Three weeks ago, a young African American man from the Bronx took his own life. The impact of Kalief Browder’s suicide has been felt at the city, state, and even federal levels, and may be felt far into the future.

Browder’s story, in which he was held on Rikers Island for three years beginning at the age of 16, spent an accumulated two of those years in solitary confinement, and was ultimately released without a trial or charges, became news last fall, when Jennifer Gonnerman published a profile of him in the New Yorker. Prior to his death, he attracted celebrity attention from the likes of Jay-Z and Rosie O’Donnell, and the attention was used to garner support around issues ranging from bail reform to banning youth from solitary to raising the age at which juveniles may be imprisoned and tried as adults. His death has been a galvanizing force and has spurred even more attention and action.

Within a week of Kalief Browder’s death, the New York State Assembly passed a bill introduced by Assembly Member Daniel O’Donnell that would ban solitary confinement for all individuals below the age of 21 and all individuals with a mental illness or a developmental disability. This is a bill that could prevent future cases like Browder’s from ending in tragedy.  It is a bill that could eventually alter the course of the solitary confinement of youth across the country.

Supreme Court Justice Anthony Kennedy, who has found ways to bring up solitary confinement issues in the past, cited Browder’s story in a concurring opinion this week. The case, Davis v. Ayala, was focused on jury selection and the death penalty, but Kennedy introduced the intersectional issue of solitary confinement into the discussion. His critique was based on research and referred to the “terrible price” exacted by prolonged isolation.

Closer to home, a Union Square vigil on June 16, organized by the Jails Action Coalition (JAC), gave voice to powerful words from various individuals affected by solitary confinement directly and indirectly.

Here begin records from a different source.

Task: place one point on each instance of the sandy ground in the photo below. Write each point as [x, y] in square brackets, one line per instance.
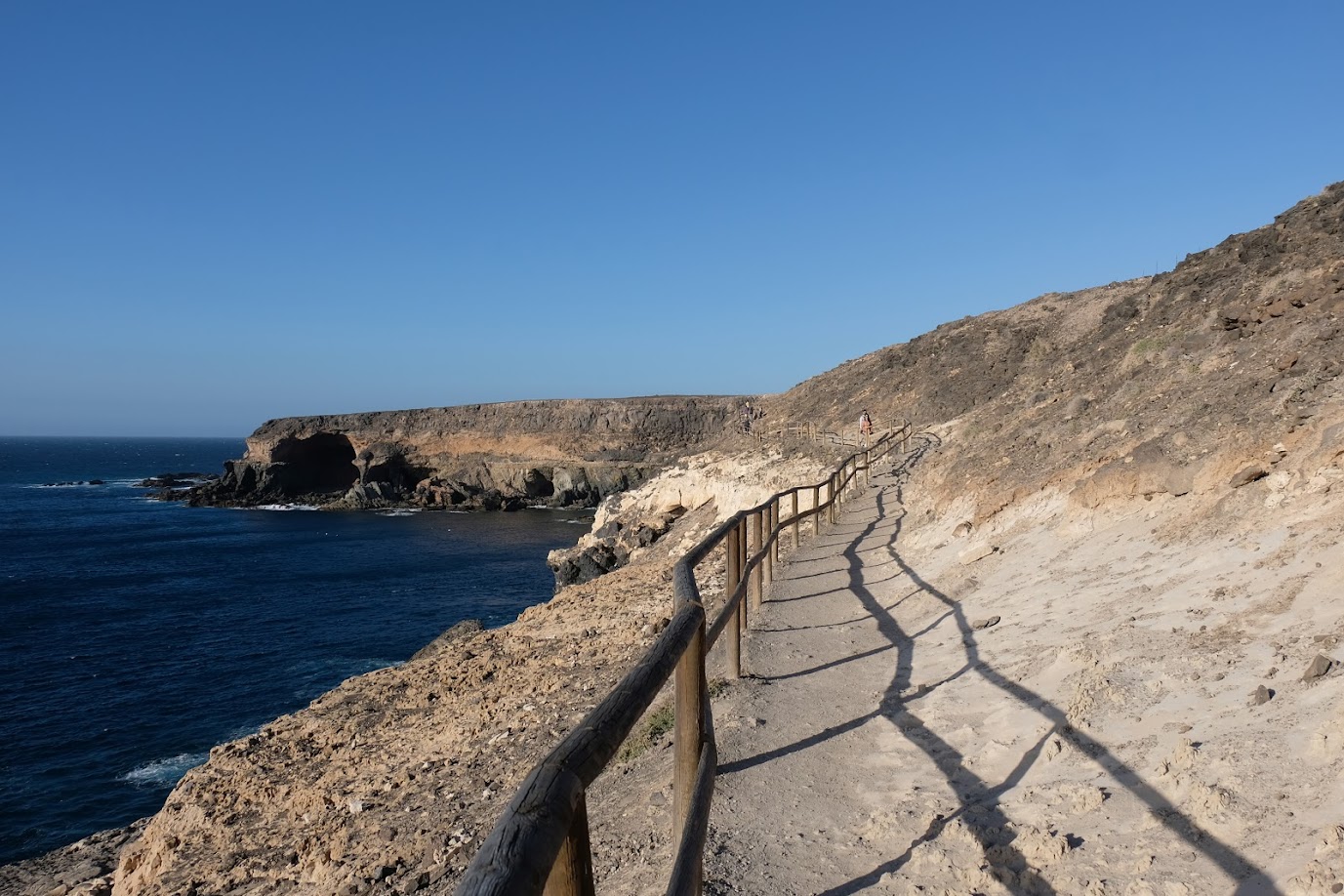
[1101, 736]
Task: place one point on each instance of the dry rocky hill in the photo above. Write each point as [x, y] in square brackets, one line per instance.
[1197, 415]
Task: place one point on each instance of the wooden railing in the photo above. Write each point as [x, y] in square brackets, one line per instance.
[541, 842]
[817, 434]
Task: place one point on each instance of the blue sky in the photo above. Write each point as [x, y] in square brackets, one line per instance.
[216, 214]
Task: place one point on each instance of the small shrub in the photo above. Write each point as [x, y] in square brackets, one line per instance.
[655, 725]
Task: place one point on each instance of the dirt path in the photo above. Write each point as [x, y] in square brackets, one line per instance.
[884, 741]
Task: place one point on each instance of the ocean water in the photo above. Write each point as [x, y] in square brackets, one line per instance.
[138, 634]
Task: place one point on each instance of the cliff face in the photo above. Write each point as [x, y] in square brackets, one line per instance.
[481, 456]
[1205, 400]
[1155, 386]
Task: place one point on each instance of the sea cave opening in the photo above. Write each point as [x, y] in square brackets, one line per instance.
[320, 464]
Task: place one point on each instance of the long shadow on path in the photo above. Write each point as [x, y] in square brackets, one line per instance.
[975, 795]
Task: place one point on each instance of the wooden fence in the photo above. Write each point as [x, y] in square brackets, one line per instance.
[815, 434]
[541, 844]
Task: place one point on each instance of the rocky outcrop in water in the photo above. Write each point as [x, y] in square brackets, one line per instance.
[559, 453]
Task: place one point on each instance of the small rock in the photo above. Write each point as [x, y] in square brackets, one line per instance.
[976, 552]
[1319, 667]
[1247, 474]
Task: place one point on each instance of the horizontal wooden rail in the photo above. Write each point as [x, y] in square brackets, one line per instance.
[541, 839]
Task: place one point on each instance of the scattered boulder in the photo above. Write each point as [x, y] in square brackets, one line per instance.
[976, 552]
[464, 631]
[1319, 667]
[1247, 474]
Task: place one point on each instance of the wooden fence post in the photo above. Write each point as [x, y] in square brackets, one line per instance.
[769, 543]
[794, 497]
[688, 728]
[734, 577]
[741, 535]
[571, 875]
[758, 571]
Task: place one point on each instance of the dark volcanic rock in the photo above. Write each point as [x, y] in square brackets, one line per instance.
[567, 453]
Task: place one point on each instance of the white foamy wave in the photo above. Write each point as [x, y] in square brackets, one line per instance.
[164, 773]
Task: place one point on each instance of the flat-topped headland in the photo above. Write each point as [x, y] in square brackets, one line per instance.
[506, 456]
[1144, 480]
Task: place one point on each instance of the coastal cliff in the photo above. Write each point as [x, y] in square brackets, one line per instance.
[554, 453]
[1203, 406]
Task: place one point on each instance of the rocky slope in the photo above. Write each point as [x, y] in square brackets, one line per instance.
[483, 456]
[1208, 395]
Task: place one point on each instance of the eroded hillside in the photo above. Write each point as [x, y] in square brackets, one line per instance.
[1201, 402]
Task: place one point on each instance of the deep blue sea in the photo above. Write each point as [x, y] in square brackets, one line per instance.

Johnny Perez, a JAC member and survivor of solitary confinement, said, “I’m scared of becoming a hashtag on a t-shirt.” This is a sentiment that has been echoed by many young people of color in a culture that profiles and often wounds or kills them. At this point, #KaliefBrowder has appeared on Twitter thousands of times, and a Google search of his name yields over 600,000 results.

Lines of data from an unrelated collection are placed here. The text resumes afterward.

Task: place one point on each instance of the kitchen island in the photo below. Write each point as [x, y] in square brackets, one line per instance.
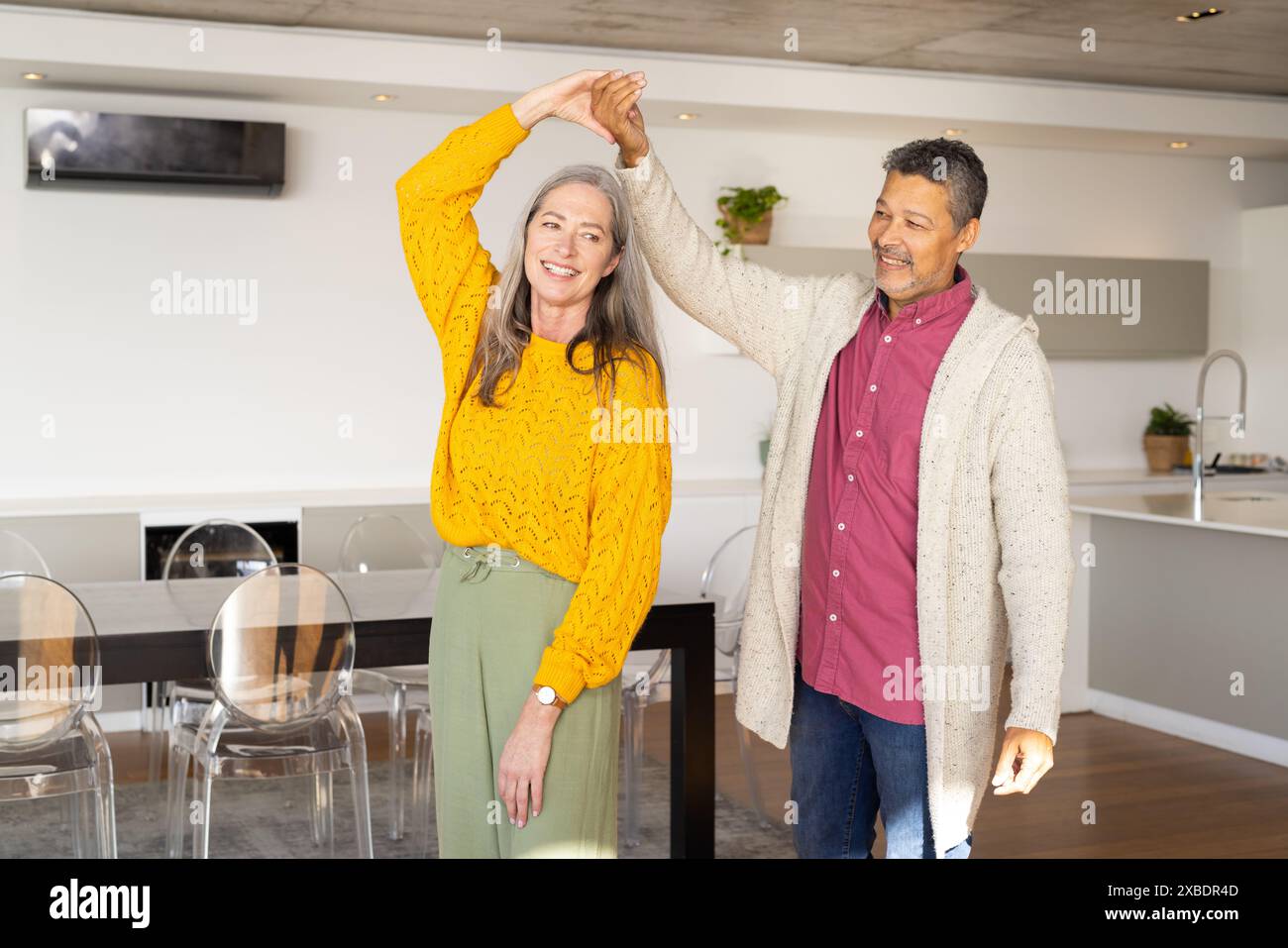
[1185, 621]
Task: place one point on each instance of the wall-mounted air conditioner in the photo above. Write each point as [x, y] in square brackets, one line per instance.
[103, 150]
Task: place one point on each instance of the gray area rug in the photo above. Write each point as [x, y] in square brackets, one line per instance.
[267, 819]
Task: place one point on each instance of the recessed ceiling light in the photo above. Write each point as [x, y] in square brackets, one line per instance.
[1199, 14]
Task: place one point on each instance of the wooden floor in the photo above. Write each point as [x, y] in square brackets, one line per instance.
[1154, 794]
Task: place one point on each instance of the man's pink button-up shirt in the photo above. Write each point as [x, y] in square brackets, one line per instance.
[859, 563]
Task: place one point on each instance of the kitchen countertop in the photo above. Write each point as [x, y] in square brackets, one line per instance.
[1225, 510]
[1142, 475]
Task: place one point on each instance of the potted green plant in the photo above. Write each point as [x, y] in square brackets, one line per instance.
[1167, 438]
[747, 215]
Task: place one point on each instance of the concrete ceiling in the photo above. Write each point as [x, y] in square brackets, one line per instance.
[1136, 43]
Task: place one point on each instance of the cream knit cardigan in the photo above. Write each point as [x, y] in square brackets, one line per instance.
[993, 524]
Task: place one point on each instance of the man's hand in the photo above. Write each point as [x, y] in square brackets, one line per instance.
[1031, 751]
[523, 760]
[613, 99]
[566, 98]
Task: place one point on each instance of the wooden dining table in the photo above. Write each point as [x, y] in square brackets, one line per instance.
[156, 631]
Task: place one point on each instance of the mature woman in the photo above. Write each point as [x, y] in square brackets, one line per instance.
[553, 518]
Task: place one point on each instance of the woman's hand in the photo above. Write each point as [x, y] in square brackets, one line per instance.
[565, 98]
[614, 104]
[523, 759]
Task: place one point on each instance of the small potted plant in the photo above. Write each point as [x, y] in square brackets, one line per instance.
[1167, 438]
[747, 215]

Outside of social media, news media outlets have published dozens of pieces on Kalief Browder in a variety of different contexts. The New York Times published an editorial on Browder and the quest to ameliorate the “culture of violence” fostered on Rikers Island. Ian Kysel wrote an op-ed piece for Washington Post outlining the irreversible harm done to youth in solitary. Browder may have fallen victim to the hashtag, but his legacy could prove to be one that changes laws or, at least, attitudes toward solitary confinement.

Browder’s lawyer Paul Prestia spoke at the vigil, saying, “If we have to stand here again a year from now or six months from now, what’s the point?” Browder’s death may have helped O’Donnell push the new bill through the Assembly, and Kennedy’s concurrence could invite cases regarding solitary confinement to be considered by the Supreme Court. The question is whether or not his story will remain in people’s hearts and minds when the Assembly reconvenes in January, or when the next Supreme Court case that has room to set a solitary confinement precedent occurs, which could be years from now.

The solitary confinement narrative refers to the widely held opinions or misconceptions regarding the practice, which are created and perpetuated by media outlets, government officials, and the public. Browder’s death is tragic because he was so young, because this could have been avoided, because this system has loopholes, because he was simply human—the list goes on. Changing the narrative through legislative as well as grassroots action is important in its potential for increased resistance in the public and private spheres.

Though Browder was dedicated to bringing about change, he did not die for the attention. He died because he was in serious pain, because the punishment for living inside a body that is constantly profiled has shown, time and time again, to be death. He died because there was no escaping solitary confinement and what it took from him as a teenager. He died because the prison system forgot about him once he entered the box. His death exists not in a vacuum, but in the context of a movement. The movement owes it to him not only to mourn, but also to take action.